A University of Missouri researcher believes his latest study looking at the two most common genetic mutations among the approximately 1,500 mutations found in patients with cystic fibrosis could lead to a cure for the disease. The paper, published in the Journal of Biological Chemistry, has been recognized as the “paper of the week” for the journal, meaning the work is considered to be in the top 1% of papers reviewed annually in terms of significance and overall importance.
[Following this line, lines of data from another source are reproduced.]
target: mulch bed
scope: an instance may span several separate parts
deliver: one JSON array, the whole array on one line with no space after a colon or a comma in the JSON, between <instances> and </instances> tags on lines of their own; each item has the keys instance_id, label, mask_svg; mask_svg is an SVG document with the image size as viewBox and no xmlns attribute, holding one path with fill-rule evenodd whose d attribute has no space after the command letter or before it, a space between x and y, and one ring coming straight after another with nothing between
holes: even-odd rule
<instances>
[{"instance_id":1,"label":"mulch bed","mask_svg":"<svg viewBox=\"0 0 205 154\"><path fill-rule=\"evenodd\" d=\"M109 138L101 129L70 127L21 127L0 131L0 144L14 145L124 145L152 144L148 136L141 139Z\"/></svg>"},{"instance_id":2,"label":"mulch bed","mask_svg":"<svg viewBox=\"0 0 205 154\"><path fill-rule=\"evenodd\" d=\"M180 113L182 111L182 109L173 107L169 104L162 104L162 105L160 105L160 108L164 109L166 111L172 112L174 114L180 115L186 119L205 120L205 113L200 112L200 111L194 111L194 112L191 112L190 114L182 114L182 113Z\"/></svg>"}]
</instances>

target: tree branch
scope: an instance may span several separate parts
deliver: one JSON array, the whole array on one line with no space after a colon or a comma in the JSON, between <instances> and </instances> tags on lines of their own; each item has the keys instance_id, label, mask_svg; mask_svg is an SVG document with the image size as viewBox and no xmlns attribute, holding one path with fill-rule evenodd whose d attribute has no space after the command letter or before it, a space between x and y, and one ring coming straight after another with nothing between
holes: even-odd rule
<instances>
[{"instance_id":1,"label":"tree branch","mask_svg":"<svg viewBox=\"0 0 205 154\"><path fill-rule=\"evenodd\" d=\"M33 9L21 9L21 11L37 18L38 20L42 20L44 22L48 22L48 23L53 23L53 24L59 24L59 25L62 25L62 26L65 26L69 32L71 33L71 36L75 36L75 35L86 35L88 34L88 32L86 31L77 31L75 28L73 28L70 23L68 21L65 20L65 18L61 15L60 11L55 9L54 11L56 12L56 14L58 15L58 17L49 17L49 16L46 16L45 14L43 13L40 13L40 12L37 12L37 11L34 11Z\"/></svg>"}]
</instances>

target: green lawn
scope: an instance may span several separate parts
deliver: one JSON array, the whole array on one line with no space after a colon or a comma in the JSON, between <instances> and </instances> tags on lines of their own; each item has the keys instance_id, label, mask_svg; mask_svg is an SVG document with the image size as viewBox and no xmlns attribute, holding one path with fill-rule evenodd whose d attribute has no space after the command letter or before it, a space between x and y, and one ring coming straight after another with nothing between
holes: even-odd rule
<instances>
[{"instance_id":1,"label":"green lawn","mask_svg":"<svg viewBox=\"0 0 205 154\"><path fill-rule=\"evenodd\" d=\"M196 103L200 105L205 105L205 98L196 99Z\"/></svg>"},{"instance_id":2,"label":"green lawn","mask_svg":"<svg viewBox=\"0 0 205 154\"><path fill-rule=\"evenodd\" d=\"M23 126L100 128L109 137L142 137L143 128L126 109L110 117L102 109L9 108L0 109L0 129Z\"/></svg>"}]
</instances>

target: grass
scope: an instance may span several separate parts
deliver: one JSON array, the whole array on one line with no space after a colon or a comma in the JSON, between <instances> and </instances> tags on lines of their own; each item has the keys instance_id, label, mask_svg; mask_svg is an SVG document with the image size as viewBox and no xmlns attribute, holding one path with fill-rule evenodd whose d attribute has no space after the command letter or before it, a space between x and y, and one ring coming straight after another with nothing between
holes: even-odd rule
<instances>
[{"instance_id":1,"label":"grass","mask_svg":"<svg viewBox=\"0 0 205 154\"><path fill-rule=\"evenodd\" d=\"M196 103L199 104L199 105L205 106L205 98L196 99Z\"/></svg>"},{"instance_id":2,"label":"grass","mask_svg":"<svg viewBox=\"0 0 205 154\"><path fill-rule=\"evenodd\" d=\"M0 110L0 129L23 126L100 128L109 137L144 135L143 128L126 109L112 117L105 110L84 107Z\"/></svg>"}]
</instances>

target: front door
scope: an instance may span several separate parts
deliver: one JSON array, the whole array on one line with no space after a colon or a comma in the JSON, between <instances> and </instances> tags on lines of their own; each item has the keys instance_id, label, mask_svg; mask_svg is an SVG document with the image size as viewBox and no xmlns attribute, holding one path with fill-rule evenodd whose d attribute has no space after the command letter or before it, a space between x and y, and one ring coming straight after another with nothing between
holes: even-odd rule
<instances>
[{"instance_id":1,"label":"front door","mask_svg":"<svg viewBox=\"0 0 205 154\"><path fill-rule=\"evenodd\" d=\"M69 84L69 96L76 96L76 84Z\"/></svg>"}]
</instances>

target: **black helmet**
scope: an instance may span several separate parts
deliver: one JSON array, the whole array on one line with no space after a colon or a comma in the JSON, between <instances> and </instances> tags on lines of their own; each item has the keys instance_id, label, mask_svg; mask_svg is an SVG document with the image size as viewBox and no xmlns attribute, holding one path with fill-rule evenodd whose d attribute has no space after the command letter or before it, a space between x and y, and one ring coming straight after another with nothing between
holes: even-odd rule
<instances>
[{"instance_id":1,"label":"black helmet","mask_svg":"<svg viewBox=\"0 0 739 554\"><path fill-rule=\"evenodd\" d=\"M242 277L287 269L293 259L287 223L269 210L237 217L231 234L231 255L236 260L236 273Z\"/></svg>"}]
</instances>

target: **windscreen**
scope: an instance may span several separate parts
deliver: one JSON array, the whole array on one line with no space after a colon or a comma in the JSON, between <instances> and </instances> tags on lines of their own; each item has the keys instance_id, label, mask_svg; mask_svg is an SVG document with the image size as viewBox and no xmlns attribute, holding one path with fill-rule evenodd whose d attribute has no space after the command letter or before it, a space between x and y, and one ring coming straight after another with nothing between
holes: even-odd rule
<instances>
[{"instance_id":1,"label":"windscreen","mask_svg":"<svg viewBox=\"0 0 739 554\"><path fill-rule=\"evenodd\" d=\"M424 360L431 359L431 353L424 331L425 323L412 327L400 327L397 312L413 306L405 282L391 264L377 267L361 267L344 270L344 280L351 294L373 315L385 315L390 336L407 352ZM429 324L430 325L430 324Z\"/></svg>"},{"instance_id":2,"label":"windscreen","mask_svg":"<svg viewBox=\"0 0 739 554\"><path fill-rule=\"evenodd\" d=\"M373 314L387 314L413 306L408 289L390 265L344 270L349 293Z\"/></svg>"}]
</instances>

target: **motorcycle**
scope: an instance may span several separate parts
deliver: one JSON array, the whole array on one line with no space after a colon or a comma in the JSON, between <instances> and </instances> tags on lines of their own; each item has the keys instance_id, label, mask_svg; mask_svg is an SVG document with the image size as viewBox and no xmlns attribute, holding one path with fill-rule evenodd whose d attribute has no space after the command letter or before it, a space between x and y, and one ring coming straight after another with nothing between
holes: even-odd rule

Tzyh-Chang Hwang, a professor in the School of Medicine’s Department of Medical Pharmacology and Physiology and the Dalton Cardiovascular Research Center, looked at the two genetic mutations that cause specific chloride channels in the cell, known as the cystic fibrosis transmembrane conductance regulator (CFTR) chloride channels, to malfunction. This malfunction ultimately leads to repeated pneumonia, the primary cause of most deaths associated with cystic fibrosis.
“The normal function of a cell is to pass chloride ions across the cell membrane at a very fast speed,” said Hwang. “We know some signaling molecules elicit this reaction, much like a hand signals an automatic water faucet to dispense water. But in the case of cystic fibrosis, that signal is no longer detected by the mutated channel protein. Through some mechanisms we still don’t quite understand, malfunction of this channel protein eventually leads to bacterial infection in the lung, which is believed to be responsible for the most severe symptoms of cystic fibrosis.”
Hwang’s study found that manipulating the sensor of the channel protein can significantly rectify the malfunction of the mutated channel, thus opening the door to a drug design that may eventually lead to a “real cure.”
“We could help a lot of patients if we can utilize the power of computer simulations and structure-based drug design to discover new therapeutical reagents for cystic fibrosis, but it’s very expensive to do this kind of research in an academic institute,” added Hwang.